Delphi doesn't have any trouble with this, because it doesn't use a calculation stack. PascalScript, though, is not as fortunate. I need some way to make this work, as this pattern is very common in some legacy scripts from a much simpler system with little in the way of control structures that I've translated to PascalScript and need to be able to support.
Anyone have any ideas how to patch the codegen so it'll clean up the stack properly?
IIRC the goto rules in classic pascals were:
jumps are only allowed out of a block (iow from a higher to a lower nesting level on the "same" branch of the tree)
from local procedures to their parents.
The later was afaik never supported by Borland derived Pascals, but the first still holds.
So you need to generate exiting code like Martin says, but possibly it can be for multiple block levels, so you can't have a could codegeneration for each goto, but must generate code (to exit the precise number of needed blocks).
A typical test pattern is to exit from multiple nested ifs (possibly within a loop) using a goto, since that was a classic microoptimization that was faster at least up to D7.

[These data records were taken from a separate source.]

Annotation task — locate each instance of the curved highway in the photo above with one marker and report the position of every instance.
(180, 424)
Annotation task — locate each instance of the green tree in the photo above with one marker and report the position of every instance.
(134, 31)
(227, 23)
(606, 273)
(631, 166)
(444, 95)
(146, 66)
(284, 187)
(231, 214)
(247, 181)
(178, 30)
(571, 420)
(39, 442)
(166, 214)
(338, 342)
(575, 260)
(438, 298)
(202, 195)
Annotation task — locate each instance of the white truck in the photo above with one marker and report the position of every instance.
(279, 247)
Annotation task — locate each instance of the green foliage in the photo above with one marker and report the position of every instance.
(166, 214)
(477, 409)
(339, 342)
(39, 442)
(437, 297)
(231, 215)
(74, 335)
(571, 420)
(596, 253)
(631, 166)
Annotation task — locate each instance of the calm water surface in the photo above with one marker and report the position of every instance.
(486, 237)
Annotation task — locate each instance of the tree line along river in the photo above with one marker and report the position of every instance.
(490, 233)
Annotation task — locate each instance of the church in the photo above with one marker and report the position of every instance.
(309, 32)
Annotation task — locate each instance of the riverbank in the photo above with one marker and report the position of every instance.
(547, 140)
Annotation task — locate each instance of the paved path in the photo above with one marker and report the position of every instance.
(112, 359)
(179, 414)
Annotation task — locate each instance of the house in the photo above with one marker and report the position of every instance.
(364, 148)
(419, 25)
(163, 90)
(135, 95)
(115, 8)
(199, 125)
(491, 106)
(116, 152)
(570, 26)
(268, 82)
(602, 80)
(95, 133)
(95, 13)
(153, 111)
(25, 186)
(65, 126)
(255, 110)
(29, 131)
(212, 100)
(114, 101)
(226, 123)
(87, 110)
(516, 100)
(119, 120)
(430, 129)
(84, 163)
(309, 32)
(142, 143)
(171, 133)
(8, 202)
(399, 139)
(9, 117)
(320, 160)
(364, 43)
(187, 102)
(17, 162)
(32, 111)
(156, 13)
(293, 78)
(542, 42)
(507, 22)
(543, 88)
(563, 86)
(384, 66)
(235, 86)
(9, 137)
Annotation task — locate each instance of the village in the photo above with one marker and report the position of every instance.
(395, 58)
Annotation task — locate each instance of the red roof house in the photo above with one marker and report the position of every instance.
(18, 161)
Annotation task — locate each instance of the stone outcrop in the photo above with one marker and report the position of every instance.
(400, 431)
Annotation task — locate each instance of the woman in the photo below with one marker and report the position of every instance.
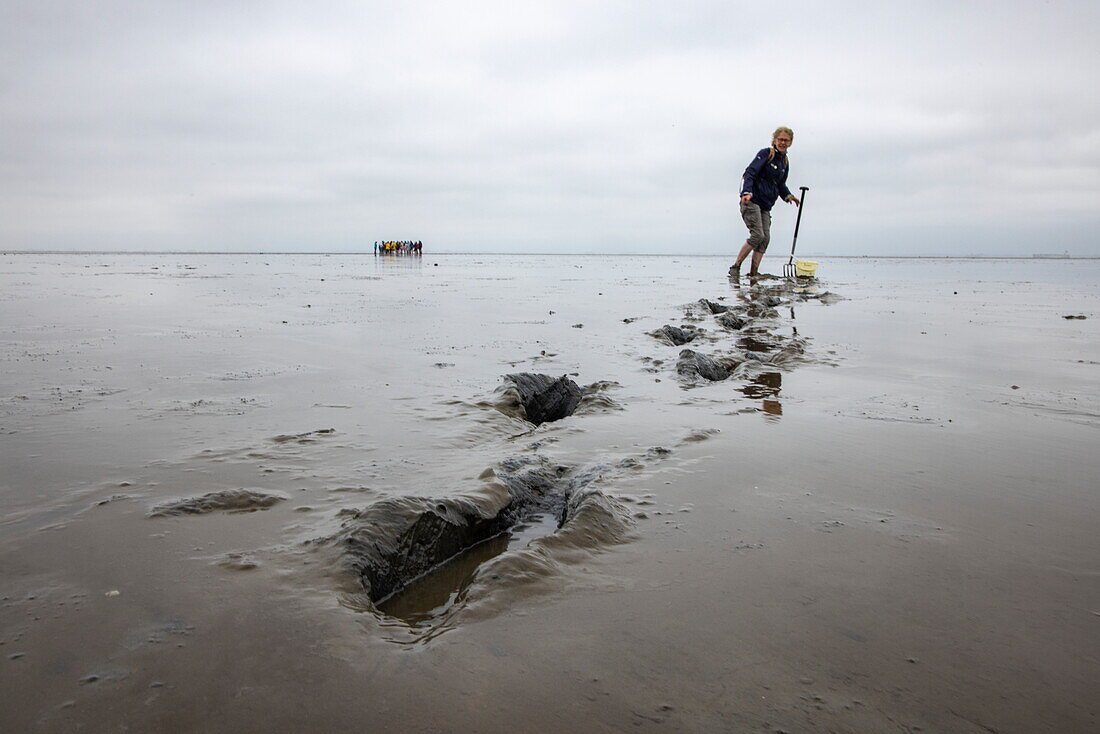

Keep in mind that the if evaluation(s) and the begin..end blocks of their branches might have generated temps that need cleanup.
---------- added later
I think the codegenerator needs a way to walk the scopes between the goto and its endpoint, generating the relevant exit code for blocks along the way. That way a fix works for the general case and not just this example.
Since you can only jump out of scopes, and not into it that might not that be that hard.
IOW generate something that is equivalent to (for a hypothetical double case block)
Lgoto1gluecode:
// exit code first block
pop x
pop y
// exit code first block
pop A
pop B
goto real_goto_destination
Additional analysis can be done. E.g. if there is only one scope, and it has already a cleanup exit label, you can jump directly. If you know for certain that the above pop's are only discarded values (and not saves of registers) you can do them at once with add $16,%esp (4*4 byte values) etc.
The straightforward solution would be:
When generating a GOTO for goto statement, prefix the GOTO with the same cleanup code that comes before RET.
It looks to me like the calculation of how far to jump forward is the problem. I would have to spend some time looking at the implementation of the parser to help further, but my guess would be that additional handling must be performed when using a goto and there are values on the stack AND the goto would be placed after those values would be removed from the stack. Of course to determine this you would need to save the current location being parsed (the goto) and the forward parse to the target location watching for stack changes, and if so then to either adjust the goto location backwards, or inject the code as Martin suggested.